On 06/11/2015 10:34 AM, Jeremy Stanley wrote:
On 2015-06-11 07:51:55 +0200 (+0200), Philipp Marek wrote:
[...]
I still stand by my opinion (as voiced in Vancouver) that for such
one-off things (that contributors are not likely to repeat over
and over again) it might make sense to have -infra simply *do*
them[3].
[...]
To reiterate my response from the summit, it's a neat idea but not
one the Infra team has the bandwidth to entertain at the moment. As
you've noticed we're understaffed and while we're continually trying
to grow the team it takes many months to a year or more of full-time
exposure to our current systems to bring new people up to speed to
help us run it. Also we don't actually have a holistic view of the
underlying tests being run by the jobs... for that you need to
elicit assistance from the QA team who maintain DevStack/Tempest and
did the plugin design for things like out-of-tree driver testing,
and also the project teams for the software at which these drivers
and backends are targeted.
So while I and others are happy to have our CI run jobs to test
OpenStack drivers for other free software backends, don't expect the
actual work and learning curve to necessarily be any less than
building your own CI system from scratch (just different).

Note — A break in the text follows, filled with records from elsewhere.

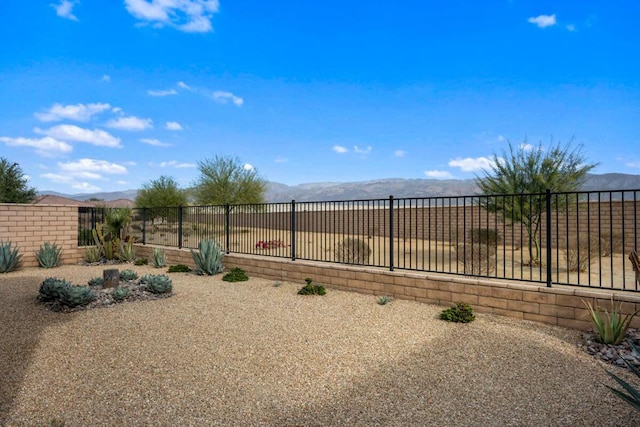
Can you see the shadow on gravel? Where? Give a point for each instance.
(22, 322)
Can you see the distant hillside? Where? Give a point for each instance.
(382, 189)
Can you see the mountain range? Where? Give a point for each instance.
(380, 189)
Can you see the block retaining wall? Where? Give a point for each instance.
(560, 305)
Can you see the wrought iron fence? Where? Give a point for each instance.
(581, 238)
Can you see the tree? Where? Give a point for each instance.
(226, 180)
(14, 186)
(160, 193)
(526, 173)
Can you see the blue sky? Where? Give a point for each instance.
(107, 95)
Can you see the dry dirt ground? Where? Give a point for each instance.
(256, 353)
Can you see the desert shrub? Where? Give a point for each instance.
(352, 251)
(158, 259)
(311, 289)
(48, 255)
(460, 312)
(179, 268)
(208, 259)
(610, 326)
(10, 258)
(74, 296)
(235, 275)
(580, 253)
(128, 275)
(157, 283)
(51, 288)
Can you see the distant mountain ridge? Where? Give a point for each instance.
(380, 189)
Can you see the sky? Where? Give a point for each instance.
(108, 95)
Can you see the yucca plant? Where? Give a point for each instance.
(49, 255)
(10, 258)
(633, 396)
(610, 326)
(209, 258)
(158, 259)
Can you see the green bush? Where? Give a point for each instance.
(157, 283)
(208, 259)
(311, 289)
(48, 255)
(10, 259)
(235, 275)
(51, 289)
(460, 312)
(179, 268)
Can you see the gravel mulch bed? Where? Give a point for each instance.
(251, 353)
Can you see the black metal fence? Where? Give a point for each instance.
(581, 238)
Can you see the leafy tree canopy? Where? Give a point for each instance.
(14, 186)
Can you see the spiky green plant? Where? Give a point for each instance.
(51, 288)
(610, 326)
(128, 275)
(208, 259)
(633, 396)
(74, 296)
(157, 283)
(49, 255)
(158, 260)
(10, 259)
(235, 275)
(120, 293)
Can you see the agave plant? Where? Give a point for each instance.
(10, 259)
(49, 255)
(209, 258)
(610, 326)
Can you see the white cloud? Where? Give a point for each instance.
(155, 142)
(191, 16)
(78, 134)
(340, 149)
(130, 123)
(173, 126)
(543, 21)
(177, 165)
(65, 9)
(162, 92)
(224, 97)
(77, 112)
(47, 146)
(438, 174)
(472, 165)
(83, 166)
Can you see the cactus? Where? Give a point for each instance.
(157, 283)
(73, 296)
(209, 258)
(51, 289)
(49, 255)
(10, 259)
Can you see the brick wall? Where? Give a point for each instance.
(29, 226)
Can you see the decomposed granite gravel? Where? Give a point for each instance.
(251, 353)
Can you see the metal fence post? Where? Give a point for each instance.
(391, 253)
(293, 230)
(549, 245)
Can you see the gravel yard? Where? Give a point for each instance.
(252, 353)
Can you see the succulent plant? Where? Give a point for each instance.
(128, 275)
(74, 296)
(208, 259)
(49, 255)
(51, 288)
(9, 258)
(120, 293)
(157, 283)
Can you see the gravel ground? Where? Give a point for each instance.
(252, 353)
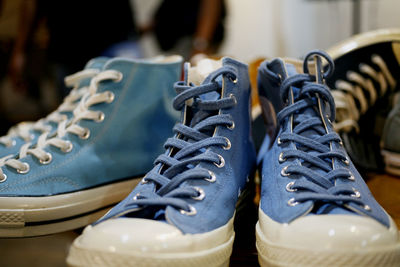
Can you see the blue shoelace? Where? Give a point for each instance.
(189, 147)
(318, 159)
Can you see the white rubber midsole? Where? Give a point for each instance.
(270, 254)
(17, 212)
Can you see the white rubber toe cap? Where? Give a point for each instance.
(327, 232)
(127, 236)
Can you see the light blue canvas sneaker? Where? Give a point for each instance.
(70, 178)
(390, 141)
(315, 208)
(25, 132)
(182, 212)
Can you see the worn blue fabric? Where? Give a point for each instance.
(123, 145)
(18, 141)
(305, 169)
(214, 130)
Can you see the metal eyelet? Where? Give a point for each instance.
(283, 171)
(232, 126)
(86, 134)
(221, 162)
(47, 160)
(192, 211)
(233, 80)
(13, 143)
(366, 207)
(356, 194)
(68, 147)
(119, 78)
(110, 96)
(234, 98)
(281, 159)
(201, 195)
(100, 117)
(289, 187)
(212, 178)
(228, 144)
(292, 202)
(136, 196)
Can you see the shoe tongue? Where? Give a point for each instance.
(96, 63)
(198, 75)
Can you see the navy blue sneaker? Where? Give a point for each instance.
(363, 85)
(182, 212)
(28, 132)
(315, 208)
(70, 177)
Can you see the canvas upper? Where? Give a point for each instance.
(112, 135)
(305, 169)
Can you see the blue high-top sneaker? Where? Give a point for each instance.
(182, 212)
(25, 132)
(315, 208)
(70, 178)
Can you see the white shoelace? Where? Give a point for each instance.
(91, 97)
(347, 112)
(69, 103)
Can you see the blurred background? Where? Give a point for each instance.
(42, 41)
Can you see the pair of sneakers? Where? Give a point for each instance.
(182, 211)
(315, 208)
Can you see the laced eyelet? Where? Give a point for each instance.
(24, 170)
(68, 147)
(234, 80)
(289, 187)
(110, 96)
(356, 194)
(233, 97)
(100, 117)
(86, 134)
(292, 202)
(47, 160)
(212, 178)
(192, 211)
(13, 143)
(221, 162)
(136, 196)
(119, 78)
(281, 159)
(201, 195)
(228, 144)
(283, 171)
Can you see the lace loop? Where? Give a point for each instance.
(190, 146)
(311, 152)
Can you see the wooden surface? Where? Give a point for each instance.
(52, 250)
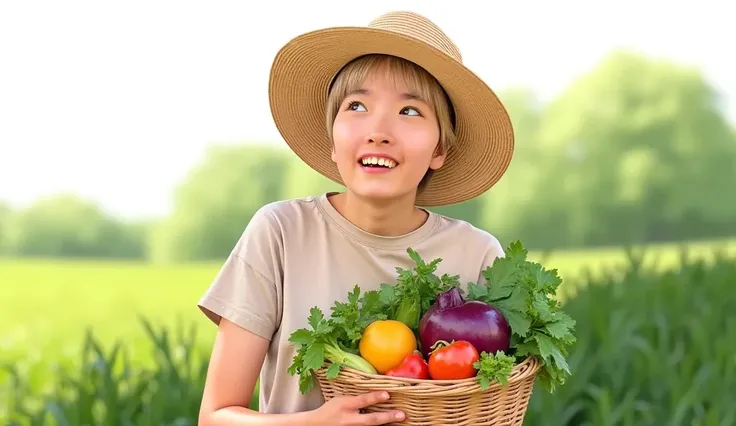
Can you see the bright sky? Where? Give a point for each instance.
(116, 101)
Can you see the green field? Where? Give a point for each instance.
(48, 304)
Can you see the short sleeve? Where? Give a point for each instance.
(493, 250)
(247, 290)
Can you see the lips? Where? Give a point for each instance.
(373, 161)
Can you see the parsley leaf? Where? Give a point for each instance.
(524, 293)
(494, 368)
(334, 339)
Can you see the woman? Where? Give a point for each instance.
(407, 125)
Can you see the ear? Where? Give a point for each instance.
(438, 159)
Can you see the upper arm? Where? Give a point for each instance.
(245, 300)
(237, 357)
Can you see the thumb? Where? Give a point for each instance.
(367, 399)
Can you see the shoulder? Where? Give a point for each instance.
(471, 238)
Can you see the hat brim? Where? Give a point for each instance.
(298, 89)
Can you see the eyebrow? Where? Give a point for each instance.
(407, 95)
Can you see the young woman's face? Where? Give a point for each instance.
(385, 139)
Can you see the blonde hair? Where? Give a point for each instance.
(352, 76)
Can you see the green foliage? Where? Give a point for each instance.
(525, 292)
(67, 226)
(106, 388)
(653, 349)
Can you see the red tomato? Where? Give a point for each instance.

It doesn't make sense to require people to learn about things they
will never use again - and the amount of time spent answering the
questions, diagnosing problems and so on is quite a bit higher
than doing it simply right the first time.
This is, I think, also a common misconception. The people who write
these jobs to run in our CI need to stick around or induct
successors to help maintain them and avoid bitrot as our systems
constantly change and evolve. I know the same goes for the drivers
themselves... if people don't keep them current with the OpenStack
software into which they're integrating, support will quickly be
dropped due to quality control concerns.
I strongly agree here. I think that the cinder community has shown that
the one of the main values of universal vendor CI is that it keeps
driver maintainers engaged with the community and aware of ongoing
development. OpenStack projects are not a static target which you can
write a driver for once and be done. We are adding new features and
making enhancements every release, and some of those changes require
drivers to evolve too. At the very least CI systems allow us to validate
that the introduction of a new feature didn't break any existing drivers.
For a pure-software based storage backend like HDFS, we can leverage the
compute resources of openstack-infra, but the development resources
still need to come from the Manila team -- the same group people
responsible for maintaining the driver and fixing bugs should have some
understanding of the automated test system because it will be finding
bugs and we'll have to reproduce failure and debug them. If nobody is
willing to do this on an ongoing basis for a backend like HDFS, then
eventually we won't be able to support it anymore. The CI requirement
just makes this fact more explicit and forces us to either commit the
resources or remove the driver rather than waiting until the driver is
horribly broken in a few years.
And if it's *that* often needed, why not write a small script
that, given a name, does the needed changes, so that only a commit
& review is needed?
[...]
Definitely something that people who have experience writing these
could collaborate on contributing. As I mentioned, the Infra team
doesn't have the complete picture, but the people who have sweated
and bled to get their drivers tested and integrated do, at least to
a greater extent than we do.
This is all to say I understand the frustration, but I don't have a
simple solution for it unfortunately.